Oh, another aside – the program had been started at Kodak’s Australian office, and then moved to Rochester, and then we had some code contributed by the office in London England, and then half the development moved to San Francisco for no good reason. One of the things that led to was continual problems with the spelling of the words “colour” and “grey”. You’d find both Commonwealth and US spellings of both those words in method names, and sometimes both variations in the same method. The method name confusion was the worst – you’d write your code to call “adjustColourSpace3D” only to have the compiler bitch because you meant to call “adjustColorSpace3D”.

But I never got any complaints about the colours, so that’s how they went out in the release. And a year or two later, somebody brought some literature back from our big trade show, ShowWest, and lo and behold one of our competitors had copied my hideous colour scheme in their virtual light table.

A few weeks ago I was telling this story at lunch, and one of the other former Cineoners who got to go to customer sites mentioned that the customers had loved my hideous colour scheme because of how well it stood out. Huh. Who knew?

I guess the secret to good user interface design is to purposely make something that offends my senses, and I’ll come up with something that normal people like.

And the productivity hits just keep on coming

Evidently it’s company policy that working at home must be requested 24 hours in advance, in writing. So if I find myself unable to come into work for some reason, they want me to stay home and do something else rather than doing useful work on our project. Well, I’ll miss the money, but I think they’re going to miss the work more.

Ice day

When this morning’s alarm clock went off, the radio was saying that Vicki’s place of work was closed because of an overnight ice storm. I looked outside and there was a good half-inch of clear ice on the trees, roads, and my car. And the local news web sites said that the state police were telling people not to drive if they could avoid it.

So I thought about what I’d be doing if I went to work, and it was just working on design documents. I have most of the documents I needed at home, so I thought “screw it” and decided to stay home.

I wanted to email people to tell them that I was going to do that, and I only had a few of their addresses. So I emailed the ones I had, and one of them emailed my new official direct supervisor (even though I really get my job assignments and direct supervision from somebody else, but she signs my time sheets).

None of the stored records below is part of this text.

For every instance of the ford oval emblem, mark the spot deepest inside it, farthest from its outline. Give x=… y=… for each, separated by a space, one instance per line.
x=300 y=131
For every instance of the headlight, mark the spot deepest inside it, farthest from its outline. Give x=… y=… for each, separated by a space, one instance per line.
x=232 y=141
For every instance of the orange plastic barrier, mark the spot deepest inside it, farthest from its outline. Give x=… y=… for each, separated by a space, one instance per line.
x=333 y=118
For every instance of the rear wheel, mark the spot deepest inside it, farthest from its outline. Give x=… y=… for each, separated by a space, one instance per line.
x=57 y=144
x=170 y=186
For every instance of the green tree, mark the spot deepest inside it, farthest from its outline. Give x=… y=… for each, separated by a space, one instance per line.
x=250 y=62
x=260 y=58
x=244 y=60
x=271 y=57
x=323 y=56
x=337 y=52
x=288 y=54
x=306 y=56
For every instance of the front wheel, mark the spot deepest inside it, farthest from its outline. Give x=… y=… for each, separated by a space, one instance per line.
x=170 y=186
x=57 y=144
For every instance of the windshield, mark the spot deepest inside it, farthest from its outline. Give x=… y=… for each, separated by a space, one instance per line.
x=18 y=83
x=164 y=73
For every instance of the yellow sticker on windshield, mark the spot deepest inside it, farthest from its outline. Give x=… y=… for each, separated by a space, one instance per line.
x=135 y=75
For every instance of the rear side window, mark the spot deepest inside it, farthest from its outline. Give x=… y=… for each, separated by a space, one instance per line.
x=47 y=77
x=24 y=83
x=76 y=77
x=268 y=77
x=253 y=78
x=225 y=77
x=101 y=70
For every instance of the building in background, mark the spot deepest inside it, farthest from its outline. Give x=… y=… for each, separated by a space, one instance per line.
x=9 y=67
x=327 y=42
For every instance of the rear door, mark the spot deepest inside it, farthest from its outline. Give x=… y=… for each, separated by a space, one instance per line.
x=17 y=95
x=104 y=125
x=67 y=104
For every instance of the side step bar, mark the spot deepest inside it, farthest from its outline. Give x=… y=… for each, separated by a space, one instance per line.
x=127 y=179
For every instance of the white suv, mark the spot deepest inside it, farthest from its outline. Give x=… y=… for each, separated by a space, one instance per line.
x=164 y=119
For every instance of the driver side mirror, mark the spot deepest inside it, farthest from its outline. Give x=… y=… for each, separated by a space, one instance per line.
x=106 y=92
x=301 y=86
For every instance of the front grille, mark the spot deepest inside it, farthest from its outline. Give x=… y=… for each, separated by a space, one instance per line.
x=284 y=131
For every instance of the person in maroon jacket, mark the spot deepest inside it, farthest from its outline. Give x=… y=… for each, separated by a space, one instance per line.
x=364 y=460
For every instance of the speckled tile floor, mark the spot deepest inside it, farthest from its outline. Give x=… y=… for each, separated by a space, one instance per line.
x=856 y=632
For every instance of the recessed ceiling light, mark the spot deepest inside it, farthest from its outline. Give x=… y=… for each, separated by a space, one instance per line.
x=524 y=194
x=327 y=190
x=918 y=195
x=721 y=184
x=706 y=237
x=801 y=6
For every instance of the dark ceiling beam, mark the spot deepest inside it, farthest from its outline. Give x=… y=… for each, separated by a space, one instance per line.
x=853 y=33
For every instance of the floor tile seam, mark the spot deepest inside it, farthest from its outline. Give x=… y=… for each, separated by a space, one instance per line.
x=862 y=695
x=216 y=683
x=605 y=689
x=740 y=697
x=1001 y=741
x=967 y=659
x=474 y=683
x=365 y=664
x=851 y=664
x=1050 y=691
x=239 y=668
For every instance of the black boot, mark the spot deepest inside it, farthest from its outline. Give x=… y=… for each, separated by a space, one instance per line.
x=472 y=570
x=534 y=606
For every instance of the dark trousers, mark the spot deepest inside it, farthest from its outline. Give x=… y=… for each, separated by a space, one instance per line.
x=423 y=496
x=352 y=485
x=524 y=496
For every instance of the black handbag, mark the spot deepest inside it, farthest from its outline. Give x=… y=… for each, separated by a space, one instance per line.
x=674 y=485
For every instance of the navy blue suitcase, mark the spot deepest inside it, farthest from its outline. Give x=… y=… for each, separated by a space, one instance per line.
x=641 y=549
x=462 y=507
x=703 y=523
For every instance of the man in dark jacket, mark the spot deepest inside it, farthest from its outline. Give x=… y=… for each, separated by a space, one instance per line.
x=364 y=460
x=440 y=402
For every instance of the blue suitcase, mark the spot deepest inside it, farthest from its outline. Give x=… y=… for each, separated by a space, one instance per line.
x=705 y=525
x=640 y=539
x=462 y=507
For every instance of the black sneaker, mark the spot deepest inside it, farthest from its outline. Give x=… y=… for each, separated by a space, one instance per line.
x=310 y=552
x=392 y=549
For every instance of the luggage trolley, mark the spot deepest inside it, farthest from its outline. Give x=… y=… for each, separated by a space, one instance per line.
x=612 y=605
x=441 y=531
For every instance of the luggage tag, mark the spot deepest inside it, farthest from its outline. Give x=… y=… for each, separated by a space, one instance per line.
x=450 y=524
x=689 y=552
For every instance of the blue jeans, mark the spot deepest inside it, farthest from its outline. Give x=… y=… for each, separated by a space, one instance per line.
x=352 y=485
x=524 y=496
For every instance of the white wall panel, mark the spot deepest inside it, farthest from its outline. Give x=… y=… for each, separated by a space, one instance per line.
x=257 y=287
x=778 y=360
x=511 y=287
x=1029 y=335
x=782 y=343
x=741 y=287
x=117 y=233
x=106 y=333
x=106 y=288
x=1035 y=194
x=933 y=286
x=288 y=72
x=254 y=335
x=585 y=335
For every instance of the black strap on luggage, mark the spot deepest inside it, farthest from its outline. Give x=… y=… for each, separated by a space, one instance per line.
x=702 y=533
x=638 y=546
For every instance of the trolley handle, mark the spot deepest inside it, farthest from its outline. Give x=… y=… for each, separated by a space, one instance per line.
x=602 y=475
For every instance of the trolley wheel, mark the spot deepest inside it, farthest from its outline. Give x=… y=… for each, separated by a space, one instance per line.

She wrote me back. She’s evidently mad that I didn’t follow her new procedure, and phoned her for permission *before* I decided to stay home. In the past, I’ve always been trusted to work at home if I had work that could be done at home, so this seems like a real lack of trust on her part. But then again she’s new to the project and doesn’t know any of us that well – plus she has little to no day-to-day contact with us developers, so maybe she doesn’t know us well enough to know who to trust.

So instead of having a nice day at home where I could work productively but in a relaxed environment, I had to struggle to produce work while worrying if I’d just jeopardized my job.

Just for the record, I got more work done than I would have if I’d been at work.